THINK a film being slightly difficult to follow makes it a work of genius and you a genius for watching it? Idiots claim these are cerebral masterpieces:
Shutter Island
When a film’s twist makes you think ‘Why the f**k would anyone do that?’ you know you’re on to a winner. The revelation that lovely Leonardo DiCaprio was crazy and that his doctors were fostering his delusions only to lobotomise him at the end is so completely bollocks that you’d be hard-pressed to find a stupider clever film.
The Village
Follows in the footsteps of The Sixth Sense by not revealing what’s happening until the very end, but this time the reveal makes no sense whatsoever. If the village is in the modern day why are there no planes or helicopters? Why do they never hear any road noise or illegal raves?

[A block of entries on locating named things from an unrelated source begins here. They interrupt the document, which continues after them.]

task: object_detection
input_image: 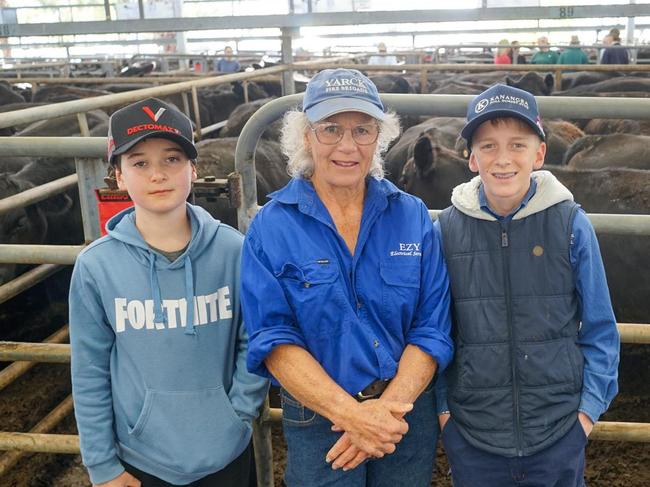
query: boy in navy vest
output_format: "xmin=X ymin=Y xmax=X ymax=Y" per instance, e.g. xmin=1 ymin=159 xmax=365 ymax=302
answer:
xmin=70 ymin=98 xmax=267 ymax=487
xmin=436 ymin=85 xmax=619 ymax=487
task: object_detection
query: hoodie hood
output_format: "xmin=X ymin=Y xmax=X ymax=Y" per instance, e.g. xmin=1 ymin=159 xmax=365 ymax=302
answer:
xmin=451 ymin=171 xmax=573 ymax=221
xmin=106 ymin=203 xmax=220 ymax=335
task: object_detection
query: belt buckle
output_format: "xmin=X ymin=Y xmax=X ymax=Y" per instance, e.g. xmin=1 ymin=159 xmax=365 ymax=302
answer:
xmin=354 ymin=379 xmax=390 ymax=402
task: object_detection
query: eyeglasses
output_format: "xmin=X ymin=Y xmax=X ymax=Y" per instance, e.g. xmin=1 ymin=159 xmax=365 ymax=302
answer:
xmin=309 ymin=123 xmax=379 ymax=145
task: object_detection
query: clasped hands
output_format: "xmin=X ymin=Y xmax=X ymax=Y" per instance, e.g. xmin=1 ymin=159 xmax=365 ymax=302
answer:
xmin=325 ymin=398 xmax=413 ymax=470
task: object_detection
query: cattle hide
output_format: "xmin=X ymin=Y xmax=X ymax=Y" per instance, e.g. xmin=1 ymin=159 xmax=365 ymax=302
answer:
xmin=0 ymin=158 xmax=83 ymax=284
xmin=564 ymin=134 xmax=650 ymax=169
xmin=400 ymin=149 xmax=650 ymax=322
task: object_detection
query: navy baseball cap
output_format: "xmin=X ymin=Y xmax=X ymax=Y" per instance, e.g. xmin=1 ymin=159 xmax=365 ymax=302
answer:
xmin=460 ymin=84 xmax=546 ymax=145
xmin=108 ymin=98 xmax=198 ymax=164
xmin=302 ymin=69 xmax=386 ymax=123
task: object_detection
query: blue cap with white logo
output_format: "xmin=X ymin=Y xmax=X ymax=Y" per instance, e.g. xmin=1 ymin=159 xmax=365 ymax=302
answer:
xmin=302 ymin=69 xmax=385 ymax=123
xmin=460 ymin=84 xmax=546 ymax=144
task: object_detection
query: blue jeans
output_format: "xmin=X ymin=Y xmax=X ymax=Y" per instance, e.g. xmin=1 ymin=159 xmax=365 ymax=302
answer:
xmin=441 ymin=419 xmax=587 ymax=487
xmin=281 ymin=384 xmax=438 ymax=487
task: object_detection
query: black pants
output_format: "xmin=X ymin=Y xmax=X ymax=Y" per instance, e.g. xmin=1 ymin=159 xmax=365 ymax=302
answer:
xmin=121 ymin=444 xmax=256 ymax=487
xmin=442 ymin=418 xmax=587 ymax=487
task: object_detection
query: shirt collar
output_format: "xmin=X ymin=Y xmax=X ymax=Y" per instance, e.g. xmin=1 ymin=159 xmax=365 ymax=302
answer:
xmin=478 ymin=178 xmax=537 ymax=220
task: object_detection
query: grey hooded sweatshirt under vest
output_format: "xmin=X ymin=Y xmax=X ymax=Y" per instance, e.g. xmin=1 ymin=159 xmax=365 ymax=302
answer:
xmin=440 ymin=171 xmax=583 ymax=457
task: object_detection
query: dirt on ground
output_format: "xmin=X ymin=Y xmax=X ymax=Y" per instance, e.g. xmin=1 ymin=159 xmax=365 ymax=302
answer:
xmin=0 ymin=292 xmax=650 ymax=487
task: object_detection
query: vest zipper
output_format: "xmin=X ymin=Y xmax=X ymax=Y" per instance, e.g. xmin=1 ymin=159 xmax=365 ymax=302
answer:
xmin=501 ymin=221 xmax=523 ymax=457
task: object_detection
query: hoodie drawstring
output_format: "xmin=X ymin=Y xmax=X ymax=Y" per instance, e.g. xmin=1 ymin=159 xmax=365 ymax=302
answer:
xmin=185 ymin=255 xmax=196 ymax=335
xmin=149 ymin=252 xmax=167 ymax=325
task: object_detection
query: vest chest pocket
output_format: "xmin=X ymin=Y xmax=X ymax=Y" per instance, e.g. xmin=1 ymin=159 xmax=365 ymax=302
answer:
xmin=276 ymin=262 xmax=345 ymax=340
xmin=379 ymin=262 xmax=420 ymax=323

Do the villagers never stop to wonder where the monsters get those fabulous red cloaks?
Inception
Another DiCaprio gem, Inception is pleasant enough if you don’t bother to think about it. When you do you’ll go through six layers of trying to find the point of all this reality-bending where the first half is spent establishing the rules and the second half spent ignoring them. Any film that might all be a dream is aggressively wasting your time.
2001: A Space Odyssey
It’s a classic of filmmaking, but 53 years on there’s no shame in admitting that even Kubrick’s first ‘level of interpretation’ is a mindf**k and it may just be that it doesn’t make much sense. Like, anything after the third monolith you’re better off letting wash over you. It was the 60s. Coloured lightshows were considered intrinsically worthwhile.
Mulholland Drive
What you have to remember to understand this award-winning masterpiece is: David Lynch was going to make a TV series, like Twin Peaks, but the financers didn’t like the pilot so he hastily converted it into a movie with money from Frenchmen who don’t care whether films make sense as long as they’re sexy. That’s it. That’s the explanation.